How many times did I throw my whole being into attempting to make you feel loved? I slept with my phone by my bed every night and would have driven an hour to you at any point if I thought I could have made you happy, but you continually kicked me back to the ground with your hatred and abuse knowing that I’d get back up to try again. I loved you with my whole heart and you knew it, but you sucked all the life and ambition out of me, left me feeling destroyed, completely rejected and worthless, full of sadness, empty of love and so confused that I even told you that I was experiencing short-term memory loss. You told me to go and get checked out.
Now I have had some time to heal and rediscover myself, I know that I am a wonderfully-giving human being with an immense amount to offer someone who will reciprocate the love, care and support that I can offer.
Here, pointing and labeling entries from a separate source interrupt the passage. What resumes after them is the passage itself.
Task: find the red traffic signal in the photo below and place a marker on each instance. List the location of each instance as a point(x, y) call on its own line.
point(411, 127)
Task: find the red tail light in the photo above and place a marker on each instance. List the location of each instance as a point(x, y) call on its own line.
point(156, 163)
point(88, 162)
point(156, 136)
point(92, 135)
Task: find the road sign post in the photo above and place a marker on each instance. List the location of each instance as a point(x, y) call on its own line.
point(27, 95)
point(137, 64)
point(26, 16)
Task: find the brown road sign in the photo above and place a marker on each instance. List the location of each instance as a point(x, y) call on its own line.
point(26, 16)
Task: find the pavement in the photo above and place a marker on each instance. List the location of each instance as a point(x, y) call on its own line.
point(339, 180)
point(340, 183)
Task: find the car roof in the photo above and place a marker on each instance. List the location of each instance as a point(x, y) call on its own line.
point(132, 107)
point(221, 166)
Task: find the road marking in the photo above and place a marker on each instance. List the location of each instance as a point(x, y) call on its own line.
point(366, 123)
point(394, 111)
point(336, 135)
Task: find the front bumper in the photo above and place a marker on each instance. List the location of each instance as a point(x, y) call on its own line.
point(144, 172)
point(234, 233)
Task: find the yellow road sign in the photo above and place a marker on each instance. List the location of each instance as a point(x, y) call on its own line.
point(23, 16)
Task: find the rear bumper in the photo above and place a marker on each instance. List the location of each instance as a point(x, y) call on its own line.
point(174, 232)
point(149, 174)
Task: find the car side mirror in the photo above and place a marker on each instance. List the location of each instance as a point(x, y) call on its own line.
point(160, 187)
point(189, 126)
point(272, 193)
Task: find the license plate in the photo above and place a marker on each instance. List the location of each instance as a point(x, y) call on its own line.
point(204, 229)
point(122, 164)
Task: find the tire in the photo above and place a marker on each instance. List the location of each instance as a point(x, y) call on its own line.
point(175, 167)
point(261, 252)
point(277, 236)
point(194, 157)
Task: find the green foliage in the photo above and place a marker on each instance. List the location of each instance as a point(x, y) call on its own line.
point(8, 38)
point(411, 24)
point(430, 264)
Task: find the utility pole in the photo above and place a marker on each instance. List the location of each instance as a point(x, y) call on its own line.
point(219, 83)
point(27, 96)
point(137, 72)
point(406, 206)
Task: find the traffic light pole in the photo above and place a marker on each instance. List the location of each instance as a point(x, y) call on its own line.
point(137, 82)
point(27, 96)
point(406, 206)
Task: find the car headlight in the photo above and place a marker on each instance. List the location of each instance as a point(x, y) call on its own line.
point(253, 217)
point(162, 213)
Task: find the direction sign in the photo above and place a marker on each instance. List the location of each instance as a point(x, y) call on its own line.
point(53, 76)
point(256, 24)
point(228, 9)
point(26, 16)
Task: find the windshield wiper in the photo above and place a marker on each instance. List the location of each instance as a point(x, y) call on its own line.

So these are the things you have sacrificed by trying to fuck me over: you no longer have my undivided attention, you no longer have me to tell you that I love you, to be there for you whenever you need or want me, to tell you how beautiful, intelligent and sexy you are, to keep you warm when you are cold, to be with you when you are lonely, to give you massages without any expectation of one in return, to fulfil your wildest sexual desires, to tell you how wonderfully-creative you are, to look after your son so you have time to yourself, to cook every Sunday so you can groom your Instagram followers, to pretend your arse isn’t getting fat, to pretend I enjoy your company, to put up with your morning grumpiness, your snoring, your snotty-nosed hay fever, your attention-seeking, your criticisms and put-me-downs, your conceitedness, your arrogance, your rejections, your bullshit lies and deceit , your abuse, your temper, your anger, your rages and your violence.
You accused me of being weak and pathetic while under your evil control, but time and distance has done wonders for my self-esteem and I now feel strong like when we first met. I won’t be trapped in your web of deceit any longer.
I no longer even recognise your existence so don’t even think about contacting me again for a reaction, EVER, I will have nothing to do with you, ever again. I have set new boundaries in my life and have blocked every possible way of you contacting me. If anything does gets through it will be deleted immediately without any attention from me. And if I ever hear of anyone considering a relationship with you I will warn them.
It’s over, whatever IT was.
Fuck off and screw someone else’s life up. In fact no, don’t. I wouldn’t want to wish that heartache on anyone.
I would like to reveal your pathetic excuse-for-a-life to everyone you know and wish you a sad and unfulfilled lonely existence with your big salary, big house and big garden, but I can’t. I still have compassion and empathy and I can’t wish that on you despite the hell you put me through.
I hear that there is no cure for a narc and that makes me sad for you. And the anger I am dealing with now I will channel into the positive aspects of my life and happiness that are developing with every day that I am away from you.
You will never experience the love I thought we had or understand the sadness I feel for you now, but there is nothing more I can do for you now but let you continue with your ridiculous and immature life of hatred, jealousy, manipulation and attention-seeking.
You do it well.
I pity you and your hollow existence.